29. This scam isn't dependent on the operating system. Windows, Mac, iOS, Linux, whatever.
Sat Jul 11, 2026, 04:28 PM
23 hrs ago

They aren't trying to take over your machine, PC, Mac, laptop, phone. They want access to your authentication tokens (login, password, multi-factor text message, etc.) and from there they can start to raid your online accounts. They usually already have enough information on you personally (name, address, phone#s, emails, sometimes SSN) so just a little more info from you directly can help them close the loops.

Ms. Toad

(38,979 posts)
4. This is the key: Never take an inbound call from a financial company.
Sat Jul 11, 2026, 12:50 PM
Yesterday

I am amazed at how many people treat inbound calls and texts as legitimate. If I didn't initiate it, there is no way I am providing any information.

I am also amazed at how many credit card companies use unsolicited class to confirm suspected fraud. I have had my credit cards shut off because I refuse to confirm (or deny) recent purchases when they call me our of the blue. It is ridiculous to expect a response to particularized financial questions asked in an unsolicited call. I tell them that, hang up, call the number on the back of the cad - and if it was a legitimate call, I read them the riot act for using a business model that counts on me being fiscally irresponsible.

AZJonnie

(4,288 posts)
6. So if you are traveling and spend a decent amount of $ at a city far from where you are 99% of the time
Sat Jul 11, 2026, 01:21 PM
Yesterday

And it appears legit and says "Did you just spend $857.38 at Far Flung Trading Company" and you know you did, like 10 seconds earlier, and the purchase was declined, and it makes sense this might trigger the credit card company to flag the purchase (as in this case), you refuse to reply to it, on the premise that it would be fiscally irresponsible to do so?
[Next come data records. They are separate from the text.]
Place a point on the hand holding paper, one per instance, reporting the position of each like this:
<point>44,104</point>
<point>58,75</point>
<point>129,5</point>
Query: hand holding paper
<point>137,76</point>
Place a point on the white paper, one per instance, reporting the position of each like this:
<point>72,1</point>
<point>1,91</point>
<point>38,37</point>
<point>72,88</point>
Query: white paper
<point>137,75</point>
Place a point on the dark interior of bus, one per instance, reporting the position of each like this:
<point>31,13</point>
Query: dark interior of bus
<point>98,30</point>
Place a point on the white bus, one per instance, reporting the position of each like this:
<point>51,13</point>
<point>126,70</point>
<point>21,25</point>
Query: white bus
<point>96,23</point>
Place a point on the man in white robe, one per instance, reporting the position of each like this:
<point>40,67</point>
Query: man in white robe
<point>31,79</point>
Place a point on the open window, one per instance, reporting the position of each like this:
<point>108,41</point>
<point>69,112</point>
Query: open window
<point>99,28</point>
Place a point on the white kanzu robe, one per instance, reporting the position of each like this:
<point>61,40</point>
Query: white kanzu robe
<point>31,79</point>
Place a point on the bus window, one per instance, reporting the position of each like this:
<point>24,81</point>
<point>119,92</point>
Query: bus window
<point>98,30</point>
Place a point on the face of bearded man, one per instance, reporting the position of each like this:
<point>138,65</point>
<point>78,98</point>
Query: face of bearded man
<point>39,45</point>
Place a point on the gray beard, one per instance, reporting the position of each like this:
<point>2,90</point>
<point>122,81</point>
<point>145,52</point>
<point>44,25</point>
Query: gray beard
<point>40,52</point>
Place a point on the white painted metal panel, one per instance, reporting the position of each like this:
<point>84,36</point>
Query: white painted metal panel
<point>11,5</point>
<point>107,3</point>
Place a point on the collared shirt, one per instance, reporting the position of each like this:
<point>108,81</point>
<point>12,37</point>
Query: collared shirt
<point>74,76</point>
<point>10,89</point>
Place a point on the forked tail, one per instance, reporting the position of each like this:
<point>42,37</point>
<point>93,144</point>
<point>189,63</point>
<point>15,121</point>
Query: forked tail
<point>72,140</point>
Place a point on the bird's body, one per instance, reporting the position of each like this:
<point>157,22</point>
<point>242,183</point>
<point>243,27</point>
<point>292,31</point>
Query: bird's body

I'm trying to reckon "how so"? Even if it was fake, what is the risk? Not saying you're wrong about it, I'm trying to see if there's something I've missed/not thought about?

About a year ago someone leveraged my Playstation Plus account to buy a bunch of games totaling over $300 and I got a fraud alert and said "No, I did not" and it was all legit (someone really had gotten hold of my password or some such), and soon after got my money (which IIRC was only on hold, not actually charged IIRC) back.

I guess what I mean is apart from the fact you'd be letting a marketer know that this phone number links to a real person, what is the 'exposure' involved in simply affirming or denying a purchase in an amount at a place? What am I missing?

paleotn

(23,261 posts)
11. My Credit Union asks me to call them directly whenever I get a fraud alert.
Sat Jul 11, 2026, 01:59 PM
Yesterday

No call back to the number that left the message. No response to a text. I just call the fraud line directly during their operating hours and they take care of it from there.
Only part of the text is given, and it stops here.